Intrigued by the Picture Collection since childhood, in 2012 Simon began to study its underlying patterns, codes, and orders. Starting with subject folders from the collection’s open stacks— Handshaking, Police, Oxygen, Broken Objects, and Financial Panics, among others—she arranged and documented their physical contents in large-format photographs, overlapping images to reveal accidental juxtapositions that suggest abstract color fields, neural networks, or tiled search results. Simon’s photography reveals the Picture Collection to be an inadvertent recorder of changing social mores, disclosing latent fault lines of power, race, and gender. At the same time, the works point to the invisible hands behind seemingly neutral systems of image-gathering, locating an unlikely futurity in the past. 

The Color of a Flea’s Eye—titled after one patron’s request from 1930—examines the forces that compel us to revise which images we value. In the Schwarzman Building, Simon’s photographs have been installed in Room 100, where the Picture Collection began circulating more than a century ago, as well as in the Edna Barnes Salomon Room, originally designed by architects Carrère & Hastings as a Beaux-Arts picture gallery for the display of paintings given to the Library by its founders. In the Salomon Room, Simon’s photographs are accompanied by archival letters, pictures, and documents from Javitz, Cornell, and Warhol, as well as Lewis Hine, Dorothea Lange, Walker Evans, and others, demonstrating the Picture Collection’s critical role in the history of twentieth-century image-making, and that of American photography in particular. 

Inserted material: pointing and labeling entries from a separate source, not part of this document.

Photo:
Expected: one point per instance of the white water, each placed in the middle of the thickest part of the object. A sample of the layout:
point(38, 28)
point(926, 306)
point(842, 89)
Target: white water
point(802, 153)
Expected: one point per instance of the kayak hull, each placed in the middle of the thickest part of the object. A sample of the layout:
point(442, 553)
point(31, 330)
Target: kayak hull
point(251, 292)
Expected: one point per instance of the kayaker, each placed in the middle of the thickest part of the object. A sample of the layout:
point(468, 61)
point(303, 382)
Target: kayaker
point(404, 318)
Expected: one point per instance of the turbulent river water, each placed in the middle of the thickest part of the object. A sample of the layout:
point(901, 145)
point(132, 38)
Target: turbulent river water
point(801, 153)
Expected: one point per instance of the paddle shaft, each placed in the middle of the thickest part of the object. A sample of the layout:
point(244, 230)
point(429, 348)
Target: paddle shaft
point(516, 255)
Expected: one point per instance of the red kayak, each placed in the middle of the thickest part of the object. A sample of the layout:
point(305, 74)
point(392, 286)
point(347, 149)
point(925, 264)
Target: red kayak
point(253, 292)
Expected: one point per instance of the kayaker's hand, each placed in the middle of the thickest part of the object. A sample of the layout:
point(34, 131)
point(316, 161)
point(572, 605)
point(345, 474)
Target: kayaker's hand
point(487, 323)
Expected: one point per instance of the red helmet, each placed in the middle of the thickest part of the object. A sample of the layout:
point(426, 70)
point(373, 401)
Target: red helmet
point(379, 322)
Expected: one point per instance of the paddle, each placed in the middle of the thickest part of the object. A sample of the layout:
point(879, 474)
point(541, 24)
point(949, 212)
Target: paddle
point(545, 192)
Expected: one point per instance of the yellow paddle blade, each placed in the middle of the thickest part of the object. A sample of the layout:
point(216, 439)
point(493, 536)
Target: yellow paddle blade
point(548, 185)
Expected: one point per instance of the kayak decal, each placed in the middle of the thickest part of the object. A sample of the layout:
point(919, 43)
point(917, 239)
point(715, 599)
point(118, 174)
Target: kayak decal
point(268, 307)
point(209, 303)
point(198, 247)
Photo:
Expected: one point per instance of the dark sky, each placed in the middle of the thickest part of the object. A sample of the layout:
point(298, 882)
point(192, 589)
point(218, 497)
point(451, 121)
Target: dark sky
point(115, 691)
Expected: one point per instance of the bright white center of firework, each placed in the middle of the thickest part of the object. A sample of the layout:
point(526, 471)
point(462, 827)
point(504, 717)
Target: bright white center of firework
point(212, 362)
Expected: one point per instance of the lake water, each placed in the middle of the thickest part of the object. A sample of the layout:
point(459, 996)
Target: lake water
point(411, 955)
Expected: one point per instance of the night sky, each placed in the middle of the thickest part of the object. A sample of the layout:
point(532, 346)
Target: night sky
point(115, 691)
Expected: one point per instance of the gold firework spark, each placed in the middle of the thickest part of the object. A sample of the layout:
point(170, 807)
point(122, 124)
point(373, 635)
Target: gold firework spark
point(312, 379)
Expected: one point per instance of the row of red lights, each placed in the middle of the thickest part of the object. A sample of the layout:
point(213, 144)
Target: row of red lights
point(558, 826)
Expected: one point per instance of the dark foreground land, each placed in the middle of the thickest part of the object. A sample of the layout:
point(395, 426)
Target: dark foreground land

The first part of The Color of a Flea’s Eye was shown at Gagosian 976 Madison Avenue from July 14 to September 11, 2021. Together, these presentations focus on a forgotten period of public hunger for visual material, and in doing so provoke questions about the fate of—and our relationship with—the images we consume. 

Organized by Simon with Joshua Chuang, Miriam and Ira D. Wallach Associate Director of Art, Prints and Photographs, and Robert B. Menschel Senior Curator of Photography at The New York Public Library, The Color of a Flea’s Eye: The Picture Collection is accompanied by a comprehensive monograph of the same title, published by Cahiers d’Art. 

Taryn Simon was born in 1975 in New York, where she currently lives and works. Collections include the Metropolitan Museum of Art, New York; Solomon R. Guggenheim Museum, New York; Los Angeles County Museum of Art; Tate Modern, London; and Centre Pompidou, Paris. Exhibitions include An Occupation of Loss, Park Avenue Armory, New York (2016); An American Index of the Hidden and Unfamiliar, Louisiana Museum of Modern Art, Humlebaek, Denmark (2021); The Pipes, MASS MoCA, North Adams, MA (2021). Monographs include The Innocents (2003); An American Index of the Hidden and Unfamiliar (2007); Contraband (2010); A Living Man Declared Dead and Other Chapters I – XVIII (2012); Field Guide to Birds of the West Indies (2015); Paperwork and the Will of Capital (2016); and An Occupation of Loss (2017).